REPUBLIKA.CO.ID, JAKARTA -- Pengamat politik dari Universitas Parahyangan Bandung, Asep Warlan Yusuf, mengatakan, hak angket yang rencananya akan digulirkan DPR pada KPK terkait kasus kartu tanda penduduk elektronik (KTP-el) akan menimbulkan potensi adanya intervensi pada proses hukum kasus megakorupsi tersebut. Ia meminta agar hak angket tersebut jangan digulirkan.
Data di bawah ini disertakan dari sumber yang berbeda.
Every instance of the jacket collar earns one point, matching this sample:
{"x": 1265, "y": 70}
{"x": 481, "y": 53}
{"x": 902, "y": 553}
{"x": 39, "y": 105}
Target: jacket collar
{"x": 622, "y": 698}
"DPR memang punya fungsi pengawasan, seperti halnya hak angket. Tapi untuk kasus KTP-el, hemat saya jangan dilakukan, karena ini termasuk penegakkan hukum. Yang boleh diawasi terhadap KPK itu misalnya tentang anggaran, atau tentang menurunnya kinerja KPK, tidak ke kasus," katanya saat dihubungi Republika.co.id, Jumat (21/4).
Warlan membenarkan hak angket itu adalah hak yang boleh dikeluarkan oleh DPR, tetapi hanya digunakan sebagai fungsi pengawasan yang ditujukan bagi pemerintah yang mungkin saja menyimpang pada perundang-undangan, atau konstitusi. Sehingga, lanjut dia, sangat tidak dibenarkan instrument lembaga seperti hak angket di gulirkan pada proses penegakkan hukum.
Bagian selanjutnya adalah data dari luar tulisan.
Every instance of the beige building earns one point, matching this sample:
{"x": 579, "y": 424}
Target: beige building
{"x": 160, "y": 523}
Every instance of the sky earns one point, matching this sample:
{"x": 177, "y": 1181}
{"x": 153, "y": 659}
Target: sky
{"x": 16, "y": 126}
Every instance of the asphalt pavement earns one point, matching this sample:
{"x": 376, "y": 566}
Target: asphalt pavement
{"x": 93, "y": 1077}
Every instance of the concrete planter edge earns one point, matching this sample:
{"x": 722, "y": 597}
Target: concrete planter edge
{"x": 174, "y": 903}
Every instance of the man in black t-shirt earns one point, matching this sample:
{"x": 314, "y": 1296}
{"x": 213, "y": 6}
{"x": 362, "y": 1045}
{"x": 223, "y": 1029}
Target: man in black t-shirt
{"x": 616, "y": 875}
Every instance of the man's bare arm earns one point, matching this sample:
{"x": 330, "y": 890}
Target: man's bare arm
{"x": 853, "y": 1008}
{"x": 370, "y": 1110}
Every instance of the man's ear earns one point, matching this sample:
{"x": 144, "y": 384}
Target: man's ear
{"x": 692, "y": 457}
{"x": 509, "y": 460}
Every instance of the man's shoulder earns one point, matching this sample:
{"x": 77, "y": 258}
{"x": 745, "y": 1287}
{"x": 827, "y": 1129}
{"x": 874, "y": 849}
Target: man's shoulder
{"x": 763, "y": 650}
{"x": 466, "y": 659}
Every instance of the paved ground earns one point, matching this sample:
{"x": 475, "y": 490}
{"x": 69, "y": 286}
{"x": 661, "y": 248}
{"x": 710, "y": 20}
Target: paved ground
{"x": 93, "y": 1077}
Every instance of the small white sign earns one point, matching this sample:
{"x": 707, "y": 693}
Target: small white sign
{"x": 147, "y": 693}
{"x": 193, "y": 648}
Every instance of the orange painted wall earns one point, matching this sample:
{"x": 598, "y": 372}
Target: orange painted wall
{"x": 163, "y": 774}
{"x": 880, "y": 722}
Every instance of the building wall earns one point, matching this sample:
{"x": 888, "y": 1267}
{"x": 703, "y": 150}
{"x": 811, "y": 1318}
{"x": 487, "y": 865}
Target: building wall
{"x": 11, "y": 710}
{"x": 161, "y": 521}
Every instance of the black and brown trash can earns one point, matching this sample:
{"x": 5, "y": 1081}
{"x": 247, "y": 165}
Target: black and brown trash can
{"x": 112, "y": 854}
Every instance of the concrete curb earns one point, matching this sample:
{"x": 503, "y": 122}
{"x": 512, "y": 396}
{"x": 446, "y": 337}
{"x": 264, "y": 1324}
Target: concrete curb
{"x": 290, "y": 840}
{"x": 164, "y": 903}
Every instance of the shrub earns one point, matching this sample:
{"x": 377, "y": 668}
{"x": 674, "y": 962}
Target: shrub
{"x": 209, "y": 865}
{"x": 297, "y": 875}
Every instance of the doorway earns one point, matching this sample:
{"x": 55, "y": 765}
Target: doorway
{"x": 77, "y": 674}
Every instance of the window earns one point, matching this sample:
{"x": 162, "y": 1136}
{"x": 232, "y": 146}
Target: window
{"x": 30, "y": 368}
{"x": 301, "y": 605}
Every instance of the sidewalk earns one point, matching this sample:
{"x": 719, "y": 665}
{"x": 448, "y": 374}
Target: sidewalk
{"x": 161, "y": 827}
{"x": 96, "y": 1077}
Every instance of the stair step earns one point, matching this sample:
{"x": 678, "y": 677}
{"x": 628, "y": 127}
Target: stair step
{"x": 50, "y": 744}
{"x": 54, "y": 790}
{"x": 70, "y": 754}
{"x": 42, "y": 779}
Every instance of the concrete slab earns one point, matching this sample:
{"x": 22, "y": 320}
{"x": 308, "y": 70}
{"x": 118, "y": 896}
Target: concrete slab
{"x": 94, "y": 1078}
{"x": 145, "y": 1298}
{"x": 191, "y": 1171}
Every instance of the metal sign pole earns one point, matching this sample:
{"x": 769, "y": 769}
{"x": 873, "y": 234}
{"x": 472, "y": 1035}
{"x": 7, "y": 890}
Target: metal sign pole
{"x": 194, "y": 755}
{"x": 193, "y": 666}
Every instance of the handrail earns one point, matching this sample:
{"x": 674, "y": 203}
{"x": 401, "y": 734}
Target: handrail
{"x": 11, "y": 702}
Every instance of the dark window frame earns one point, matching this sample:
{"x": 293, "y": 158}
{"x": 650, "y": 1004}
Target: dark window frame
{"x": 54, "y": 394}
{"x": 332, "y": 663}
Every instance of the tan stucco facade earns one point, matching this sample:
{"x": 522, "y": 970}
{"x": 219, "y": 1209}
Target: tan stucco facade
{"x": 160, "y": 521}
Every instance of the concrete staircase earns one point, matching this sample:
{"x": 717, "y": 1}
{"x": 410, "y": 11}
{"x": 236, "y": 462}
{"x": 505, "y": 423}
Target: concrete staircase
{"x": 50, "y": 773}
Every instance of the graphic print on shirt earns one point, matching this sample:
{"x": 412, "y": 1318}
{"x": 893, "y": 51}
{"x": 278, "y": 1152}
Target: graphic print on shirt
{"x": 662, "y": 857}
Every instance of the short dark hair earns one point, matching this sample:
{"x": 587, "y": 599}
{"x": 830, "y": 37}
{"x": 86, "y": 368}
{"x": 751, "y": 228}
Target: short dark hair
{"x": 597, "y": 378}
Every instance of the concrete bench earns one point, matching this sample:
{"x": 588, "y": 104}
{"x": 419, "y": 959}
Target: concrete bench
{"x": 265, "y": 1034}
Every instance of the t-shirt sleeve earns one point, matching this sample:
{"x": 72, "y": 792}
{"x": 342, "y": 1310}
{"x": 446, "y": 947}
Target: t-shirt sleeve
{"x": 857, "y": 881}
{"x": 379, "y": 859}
"Harus dibedakan antara politik dan penegakkan hukum. Apalagi hak angket itu akan digulirkan pada kasus KTP-el, jadi hemat saya akan menimbulkan potensi ada ‘intervensi’ pada proses ini," katanya.
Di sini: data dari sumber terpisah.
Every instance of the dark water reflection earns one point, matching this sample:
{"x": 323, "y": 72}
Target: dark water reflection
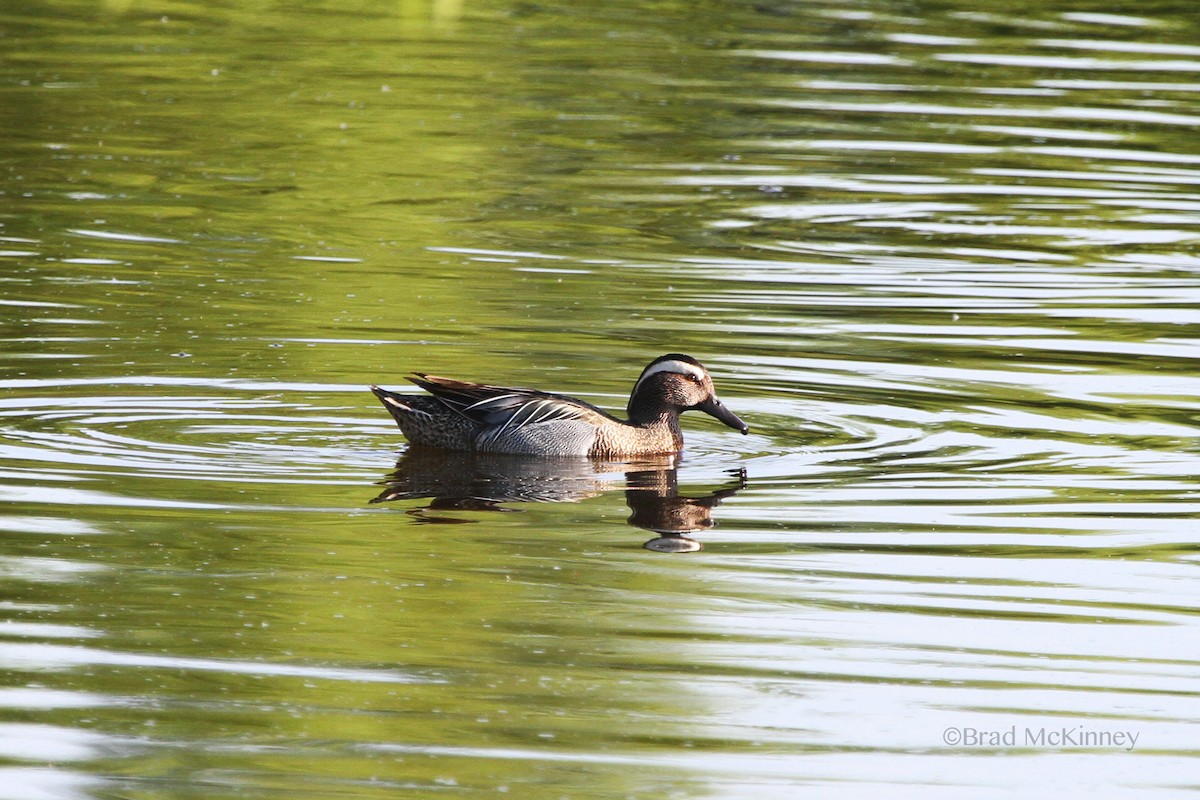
{"x": 941, "y": 257}
{"x": 462, "y": 481}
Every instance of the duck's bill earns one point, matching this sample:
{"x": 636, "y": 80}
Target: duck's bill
{"x": 714, "y": 407}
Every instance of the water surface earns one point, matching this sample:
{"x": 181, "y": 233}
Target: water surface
{"x": 942, "y": 260}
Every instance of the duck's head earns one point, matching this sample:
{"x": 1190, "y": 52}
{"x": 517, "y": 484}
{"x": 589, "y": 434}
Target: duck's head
{"x": 678, "y": 382}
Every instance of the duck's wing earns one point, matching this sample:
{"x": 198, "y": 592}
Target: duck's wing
{"x": 504, "y": 409}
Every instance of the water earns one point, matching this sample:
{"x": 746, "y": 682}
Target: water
{"x": 941, "y": 259}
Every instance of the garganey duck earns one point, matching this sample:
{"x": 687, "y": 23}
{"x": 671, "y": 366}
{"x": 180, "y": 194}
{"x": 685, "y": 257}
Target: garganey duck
{"x": 480, "y": 417}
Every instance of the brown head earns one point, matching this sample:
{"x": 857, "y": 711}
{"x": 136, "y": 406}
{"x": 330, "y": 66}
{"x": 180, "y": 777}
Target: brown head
{"x": 677, "y": 383}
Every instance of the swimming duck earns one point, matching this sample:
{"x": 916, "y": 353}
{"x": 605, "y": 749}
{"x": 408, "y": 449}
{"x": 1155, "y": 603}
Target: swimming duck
{"x": 463, "y": 415}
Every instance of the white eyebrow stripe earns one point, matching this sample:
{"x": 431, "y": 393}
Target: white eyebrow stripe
{"x": 671, "y": 366}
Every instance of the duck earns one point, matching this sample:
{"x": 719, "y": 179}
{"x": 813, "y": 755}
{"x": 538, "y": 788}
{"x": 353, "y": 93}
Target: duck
{"x": 481, "y": 417}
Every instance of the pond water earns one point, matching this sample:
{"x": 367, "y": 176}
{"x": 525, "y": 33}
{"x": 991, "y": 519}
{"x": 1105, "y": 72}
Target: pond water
{"x": 943, "y": 260}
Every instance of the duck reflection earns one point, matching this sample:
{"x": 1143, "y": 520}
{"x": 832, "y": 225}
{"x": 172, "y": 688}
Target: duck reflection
{"x": 465, "y": 481}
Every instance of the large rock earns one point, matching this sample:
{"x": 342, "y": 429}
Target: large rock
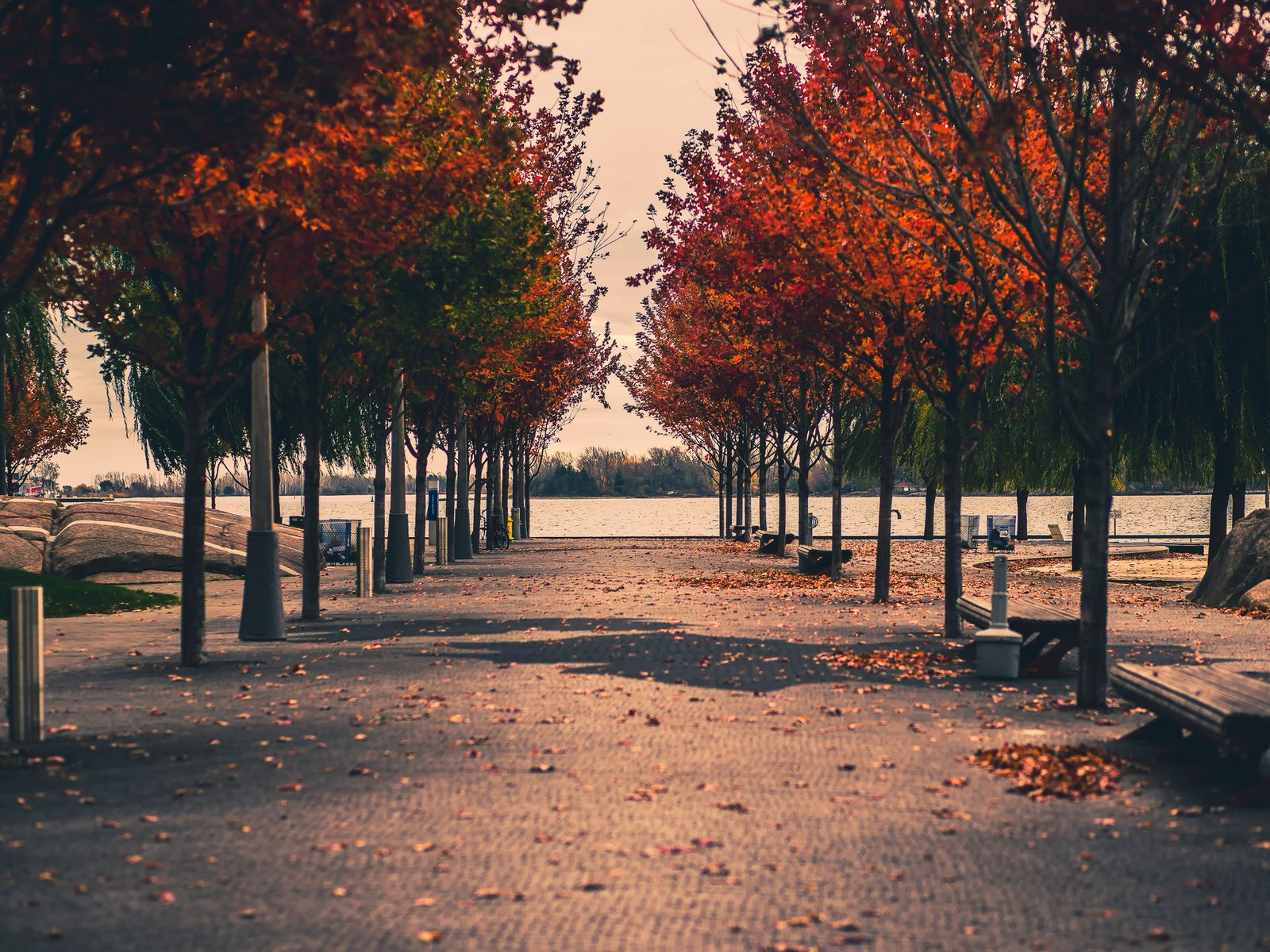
{"x": 1240, "y": 564}
{"x": 25, "y": 528}
{"x": 145, "y": 537}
Warlan mengatakan, akan sangat berbahaya jika gara-gara hak angket tersebut, penegakkan hukum akan terhenti. Memang sebelumnya, lanjut Warlan, DPR mengutarakan hak angket tersebut tidak akan mengintervensi, atau mengganggu. Namun, substansi dari hak angket bisa dirasakan sangat liar.
"Itulah yang dikhawatirkan, ini sebuah intervensi yang bisa menghambat proses hukum, apalagi kasus KTP-el menyeret para anggota dewan," ujarnya.